Abstracts

Rationale: Nerve agents and organophosphates (OP), such as diisopropylfluorophosphate (DFP), are lethal chemicals that can induce acute seizures, status epilepticus (SE), and mortality. The current antidotes work if given within 30 minutes of OP exposure. This timeline is often not practical for first responders to arrive and assist after a chemical attack. Thus, there is an urgent need for new anticonvulsants for OP-induced SE, especially for delayed treatment. Neurosteroids, which are positive modulators of GABA-A receptors, are currently considered a new class of anticonvulsants. In this study, we investigated the long-term efficacy of novel neurosteroid (NS) analogs in rats exposed to DFP following delayed therapy (≥ 40 min).

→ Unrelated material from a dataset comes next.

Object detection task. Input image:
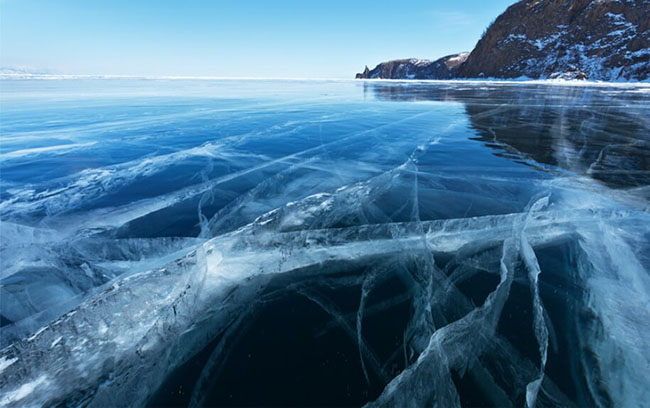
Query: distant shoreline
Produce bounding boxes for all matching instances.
[0,74,650,88]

Methods: Adult rats were exposed to DFP and treated with standard antidotes to mitigate the acute neurotoxicity. Novel NS analogs were administered at 40-min post DFP exposure in combination with midazolam. Animals were assessed for seizures and behavior at the monthly interval, and neuropathology was examined at three months.

Results: DFP-exposed rats exhibited robust seizures, discharges, and high-frequency oscillations (HFOs). Additionally, they displayed aggressive behavior, heightened anxiety, object recognition memory deficits, and poor social interactions. They exhibited impaired spatial learning and memory. Delayed therapy with NS analogs significantly attenuated long-term seizures, behavioral and cognitive deficits, and electrographic abnormalities.

Conclusions: These results show that novel NS analogs can prevent long-term seizure susceptibility and co-morbid behavior deficits caused by prolonged SE.

Funding: This work was supported by NIH Grant #U01-NS117278* (to D.S.R.).